Re: Actlog & the database

2003-07-03 10:22:54
Subject: Re: Actlog & the database
From: Ben Bullock <bbullock AT MICRON DOT COM>
To: ADSM-L AT VM.MARIST DOT EDU
Date: Thu, 3 Jul 2003 08:22:24 -0600
        At our site, we run our TSM servers with a 7 day activity log 
retention. However, we run our TSM servers on AIX and when we start them up we 
use the nohup command ( nohup dsmserv </dev/null & ). This redirects the 
activity log out to a "nohup.out" file. 

        The downside to doing it this way is that each entry in the nohup.out 
file is not date or time stamped. We compensate for this by inserting a time 
into the nohup.out file every 15 minutes with a simple cron entry. We also 
rotate out and date the nohup.out file every time we restart a server. 

        We seem to restart our TSM servers every few months, so that keeps the 
logs small. 6 months down the road, if I can tell what happened to a tape 
within a 15 minute window, that's close enough. It works for us.

Thanks,
Ben

-----Original Message-----
From: Richard Sims [mailto:rbs AT BU DOT EDU]
Sent: Thursday, July 03, 2003 6:21 AM
To: ADSM-L AT VM.MARIST DOT EDU
Subject: Re: Actlog & the database


>I have some ideas about the questions I'm about to ask but I need some other
>opinions. What is the relationship between the activity log retention period
>and the size of the TSM database. For example, the production database that I
>work with has a size of 52 GB and the actlog retention period is 90 days. Would
>the size of the database noticably decrease if the actlog retention was set to
>7 days? (Extraneous info: I piped the output from "q actlog
>begindate=01/01/2003" to file and the file is about 500 MB.)
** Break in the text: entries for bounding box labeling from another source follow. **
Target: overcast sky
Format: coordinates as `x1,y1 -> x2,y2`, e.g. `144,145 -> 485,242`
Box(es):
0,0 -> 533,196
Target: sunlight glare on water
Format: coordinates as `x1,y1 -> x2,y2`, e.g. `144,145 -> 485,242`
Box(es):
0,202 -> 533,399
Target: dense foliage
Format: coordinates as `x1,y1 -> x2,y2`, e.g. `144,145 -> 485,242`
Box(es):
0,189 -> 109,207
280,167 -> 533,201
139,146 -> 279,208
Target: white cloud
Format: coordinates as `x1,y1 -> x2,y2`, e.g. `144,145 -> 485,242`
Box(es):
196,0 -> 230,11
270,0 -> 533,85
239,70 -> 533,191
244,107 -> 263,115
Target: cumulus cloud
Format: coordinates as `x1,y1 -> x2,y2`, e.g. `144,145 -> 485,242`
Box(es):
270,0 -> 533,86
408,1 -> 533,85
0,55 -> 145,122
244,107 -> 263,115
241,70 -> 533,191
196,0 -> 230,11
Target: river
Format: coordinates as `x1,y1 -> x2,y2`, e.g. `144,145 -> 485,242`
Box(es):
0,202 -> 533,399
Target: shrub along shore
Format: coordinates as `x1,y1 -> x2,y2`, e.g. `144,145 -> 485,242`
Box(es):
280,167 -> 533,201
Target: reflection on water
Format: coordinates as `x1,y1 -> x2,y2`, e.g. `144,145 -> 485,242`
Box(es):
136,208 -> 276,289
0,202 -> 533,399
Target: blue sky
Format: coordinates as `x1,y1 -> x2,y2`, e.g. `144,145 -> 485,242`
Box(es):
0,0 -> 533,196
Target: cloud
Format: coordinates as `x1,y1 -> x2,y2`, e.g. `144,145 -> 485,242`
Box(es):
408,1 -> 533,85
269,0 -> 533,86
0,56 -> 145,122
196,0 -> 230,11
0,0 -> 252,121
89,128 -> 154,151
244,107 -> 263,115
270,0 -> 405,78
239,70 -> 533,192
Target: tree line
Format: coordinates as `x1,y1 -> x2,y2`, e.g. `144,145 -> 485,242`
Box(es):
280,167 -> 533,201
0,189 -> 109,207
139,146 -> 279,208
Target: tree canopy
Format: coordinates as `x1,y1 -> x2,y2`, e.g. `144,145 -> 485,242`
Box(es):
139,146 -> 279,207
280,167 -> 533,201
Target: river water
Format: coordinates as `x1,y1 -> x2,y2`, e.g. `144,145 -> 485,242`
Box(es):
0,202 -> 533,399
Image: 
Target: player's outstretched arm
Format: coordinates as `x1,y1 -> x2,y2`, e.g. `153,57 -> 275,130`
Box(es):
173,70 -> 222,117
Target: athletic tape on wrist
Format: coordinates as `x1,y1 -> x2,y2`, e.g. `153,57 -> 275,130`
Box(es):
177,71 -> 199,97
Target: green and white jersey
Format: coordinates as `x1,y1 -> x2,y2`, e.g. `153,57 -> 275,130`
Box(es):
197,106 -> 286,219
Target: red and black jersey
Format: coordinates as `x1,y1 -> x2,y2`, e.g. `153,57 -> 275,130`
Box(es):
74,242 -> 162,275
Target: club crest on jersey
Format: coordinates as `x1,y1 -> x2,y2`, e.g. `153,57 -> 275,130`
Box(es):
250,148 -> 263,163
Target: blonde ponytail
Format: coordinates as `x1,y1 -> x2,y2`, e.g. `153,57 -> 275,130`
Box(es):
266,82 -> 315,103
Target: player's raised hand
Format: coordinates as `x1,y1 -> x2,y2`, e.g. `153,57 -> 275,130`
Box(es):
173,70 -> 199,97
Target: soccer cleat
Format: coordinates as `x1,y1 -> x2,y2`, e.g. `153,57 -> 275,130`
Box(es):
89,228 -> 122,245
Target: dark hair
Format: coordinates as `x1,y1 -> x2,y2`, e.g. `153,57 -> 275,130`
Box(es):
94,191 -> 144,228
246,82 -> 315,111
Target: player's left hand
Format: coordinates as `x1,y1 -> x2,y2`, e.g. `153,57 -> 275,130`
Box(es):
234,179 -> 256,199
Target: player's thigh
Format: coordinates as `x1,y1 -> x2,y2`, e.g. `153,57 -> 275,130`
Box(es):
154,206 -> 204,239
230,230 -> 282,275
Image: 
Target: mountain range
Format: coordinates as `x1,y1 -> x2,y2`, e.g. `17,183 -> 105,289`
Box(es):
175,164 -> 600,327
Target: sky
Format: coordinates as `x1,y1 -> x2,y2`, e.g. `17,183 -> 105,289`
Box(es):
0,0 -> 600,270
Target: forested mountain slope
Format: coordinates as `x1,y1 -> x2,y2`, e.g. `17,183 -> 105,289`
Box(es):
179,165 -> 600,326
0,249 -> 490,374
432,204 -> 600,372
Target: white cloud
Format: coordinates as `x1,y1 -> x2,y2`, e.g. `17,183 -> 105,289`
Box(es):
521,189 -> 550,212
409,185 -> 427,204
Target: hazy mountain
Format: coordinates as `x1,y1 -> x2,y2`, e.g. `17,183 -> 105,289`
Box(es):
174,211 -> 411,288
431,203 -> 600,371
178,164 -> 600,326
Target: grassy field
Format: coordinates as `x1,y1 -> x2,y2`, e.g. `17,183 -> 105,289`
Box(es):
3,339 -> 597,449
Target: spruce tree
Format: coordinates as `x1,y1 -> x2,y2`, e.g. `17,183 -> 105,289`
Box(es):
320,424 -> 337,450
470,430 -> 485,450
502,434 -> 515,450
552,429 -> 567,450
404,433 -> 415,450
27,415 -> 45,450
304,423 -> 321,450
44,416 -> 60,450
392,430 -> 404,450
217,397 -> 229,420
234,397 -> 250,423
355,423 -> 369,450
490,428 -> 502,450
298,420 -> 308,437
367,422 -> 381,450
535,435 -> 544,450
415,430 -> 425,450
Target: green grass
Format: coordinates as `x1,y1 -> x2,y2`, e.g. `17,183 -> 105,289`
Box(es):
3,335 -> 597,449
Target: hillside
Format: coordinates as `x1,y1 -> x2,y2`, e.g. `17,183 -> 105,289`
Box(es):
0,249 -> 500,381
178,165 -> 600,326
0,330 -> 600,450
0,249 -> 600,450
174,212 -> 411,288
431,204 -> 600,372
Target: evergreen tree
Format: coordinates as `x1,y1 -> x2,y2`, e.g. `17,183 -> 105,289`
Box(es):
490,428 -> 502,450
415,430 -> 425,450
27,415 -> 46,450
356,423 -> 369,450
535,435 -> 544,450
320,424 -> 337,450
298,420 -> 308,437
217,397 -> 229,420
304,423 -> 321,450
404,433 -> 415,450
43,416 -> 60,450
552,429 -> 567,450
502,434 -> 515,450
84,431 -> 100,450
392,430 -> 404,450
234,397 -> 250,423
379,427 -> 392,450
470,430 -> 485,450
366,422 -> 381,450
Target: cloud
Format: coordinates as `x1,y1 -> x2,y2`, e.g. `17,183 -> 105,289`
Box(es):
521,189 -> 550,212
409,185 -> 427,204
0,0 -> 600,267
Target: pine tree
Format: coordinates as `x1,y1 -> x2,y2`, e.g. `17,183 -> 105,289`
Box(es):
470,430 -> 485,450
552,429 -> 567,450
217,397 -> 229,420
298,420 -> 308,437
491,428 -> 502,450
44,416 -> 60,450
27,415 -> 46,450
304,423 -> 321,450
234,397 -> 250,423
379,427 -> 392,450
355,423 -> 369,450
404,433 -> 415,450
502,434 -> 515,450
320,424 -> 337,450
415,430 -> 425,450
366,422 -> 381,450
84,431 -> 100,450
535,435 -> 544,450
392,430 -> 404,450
You've answered your own question as to space usage, via the astute 'q actlog'
experiment.  The Activity Log impact on the database is usually modest,
depending upon how busy your server is.

>Is there a way to "archive" the activity log so that it could be "imported"
>later?

There's no reason to import it - it's just text.  What I - and probably other
shops - do is leave about 30 days worth in the db for convenience, but via
'q actlog' capture period images, redirected to an OS file, which is then
retained somewhere.  In this way I keep five years of server activity logs as
individual day files, in HSM.  These I can inspect with customary Unix commands:
grep, less, etc.

As always, I urge sites to retain activity logs for about as long as your oldest
still-filled tapes, as your reference for inevitable research into how any given
tape ended up the way it is.  Your auditors may impose such requirements.